In normal mode, previews are truncated to 500 characters max to minimize storage overhead.
4. OTel Export
Optional OpenTelemetry OTLP exporter that sends spans to external observability backends.
flowchart TD
COLLECTOR["Collector flush cycle"] --> CHECK{"SpanExporter set?"}
CHECK -->|No| PG_ONLY["Write to PostgreSQL only"]
CHECK -->|Yes| BOTH["Write to PostgreSQL<br/>+ ExportSpans() to OTLP backend"]
BOTH --> BACKEND["Jaeger / Tempo / Datadog"]
OTel Configuration
| Parameter | Description |
|---|---|
endpoint |
OTLP endpoint (e.g., localhost:4317 for gRPC, localhost:4318 for HTTP) |
protocol |
grpc (default) or http |
insecure |
Skip TLS for local development |
service_name |
OTel service name (default: goclaw-gateway) |
headers |
Extra headers (auth tokens, etc.) |
Batch Processing
| Parameter | Value |
|---|---|
| Max batch size | 100 spans |
| Batch timeout | 5 seconds |
The exporter lives in a separate sub-package (internal/tracing/otelexport/) so its gRPC and protobuf dependencies are isolated. Commenting out the import and wiring removes approximately 15-20MB from the binary. The exporter is attached to the Collector via SetExporter().
5. Cost Calculation
Per-span cost is calculated using the CalculateCost() function in internal/tracing/cost.go. For each LLM call span:
Cost = (PromptTokens × InputCostPerMillion) / 1,000,000
+ (CompletionTokens × OutputCostPerMillion) / 1,000,000
+ (CacheReadTokens × CacheReadCostPerMillion) / 1,000,000
+ (CacheCreationTokens × CacheCreateCostPerMillion) / 1,000,000
Model pricing is loaded from config.ModelPricing and keyed by provider/model (with fallback to model only). Cost is stored in the total_cost field of each LLM call span. The trace aggregation sums costs from all child llm_call spans to compute the trace-level total_cost.

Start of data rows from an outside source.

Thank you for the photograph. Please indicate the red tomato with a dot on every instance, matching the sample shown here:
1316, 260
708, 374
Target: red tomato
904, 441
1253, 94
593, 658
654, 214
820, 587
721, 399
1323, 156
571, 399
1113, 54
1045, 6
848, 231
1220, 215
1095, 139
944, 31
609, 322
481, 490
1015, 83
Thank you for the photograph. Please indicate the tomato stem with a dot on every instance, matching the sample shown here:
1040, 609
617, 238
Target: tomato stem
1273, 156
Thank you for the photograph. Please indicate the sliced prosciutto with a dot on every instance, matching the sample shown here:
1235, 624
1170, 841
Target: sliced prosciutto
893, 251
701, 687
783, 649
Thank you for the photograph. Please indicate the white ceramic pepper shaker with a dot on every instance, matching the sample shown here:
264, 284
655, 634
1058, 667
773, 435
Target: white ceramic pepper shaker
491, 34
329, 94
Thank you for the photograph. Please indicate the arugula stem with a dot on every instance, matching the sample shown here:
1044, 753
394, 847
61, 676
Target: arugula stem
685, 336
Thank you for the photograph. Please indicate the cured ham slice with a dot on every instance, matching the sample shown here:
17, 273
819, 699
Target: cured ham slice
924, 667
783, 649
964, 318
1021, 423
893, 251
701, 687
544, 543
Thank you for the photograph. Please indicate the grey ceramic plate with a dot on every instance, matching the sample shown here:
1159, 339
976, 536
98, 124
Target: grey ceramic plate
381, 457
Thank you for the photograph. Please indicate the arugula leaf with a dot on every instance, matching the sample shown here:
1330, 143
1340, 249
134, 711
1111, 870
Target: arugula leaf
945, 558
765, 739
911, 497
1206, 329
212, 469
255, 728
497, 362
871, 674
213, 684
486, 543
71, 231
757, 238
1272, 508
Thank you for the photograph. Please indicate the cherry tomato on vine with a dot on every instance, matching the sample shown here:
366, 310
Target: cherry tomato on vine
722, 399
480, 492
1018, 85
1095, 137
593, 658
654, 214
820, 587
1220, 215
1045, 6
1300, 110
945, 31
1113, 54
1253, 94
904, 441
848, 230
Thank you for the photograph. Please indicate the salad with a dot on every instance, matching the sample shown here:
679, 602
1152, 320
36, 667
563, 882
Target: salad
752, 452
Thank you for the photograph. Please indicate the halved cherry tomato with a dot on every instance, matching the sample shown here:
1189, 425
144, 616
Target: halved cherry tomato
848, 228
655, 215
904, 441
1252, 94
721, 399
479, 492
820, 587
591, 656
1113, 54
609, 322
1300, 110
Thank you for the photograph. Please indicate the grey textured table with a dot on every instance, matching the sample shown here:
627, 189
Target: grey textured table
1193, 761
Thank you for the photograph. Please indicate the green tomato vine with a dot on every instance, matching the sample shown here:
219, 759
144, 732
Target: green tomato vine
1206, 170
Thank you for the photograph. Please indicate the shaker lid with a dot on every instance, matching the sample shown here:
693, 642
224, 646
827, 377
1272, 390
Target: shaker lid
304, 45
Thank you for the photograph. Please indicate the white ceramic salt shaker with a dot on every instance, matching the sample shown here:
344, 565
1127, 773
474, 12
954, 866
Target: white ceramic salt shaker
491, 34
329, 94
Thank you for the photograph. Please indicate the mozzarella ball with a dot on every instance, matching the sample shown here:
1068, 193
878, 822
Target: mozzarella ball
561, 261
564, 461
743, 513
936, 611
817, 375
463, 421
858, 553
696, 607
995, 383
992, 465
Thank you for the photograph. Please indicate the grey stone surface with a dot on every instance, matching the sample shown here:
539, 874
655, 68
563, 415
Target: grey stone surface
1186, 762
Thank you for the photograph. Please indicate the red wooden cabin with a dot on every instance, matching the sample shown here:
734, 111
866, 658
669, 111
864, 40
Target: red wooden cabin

Cache token costs (read + create) are optional and only applied if the pricing config specifies non-zero values.
6. Snapshot Worker -- Realtime Usage Aggregation
The SnapshotWorker periodically aggregates trace and span data into hourly usage_snapshots for realtime analytics and dashboard displays.
Operation
- Schedule: Ticks every hour at HH:05:00 UTC (5 minutes past the hour)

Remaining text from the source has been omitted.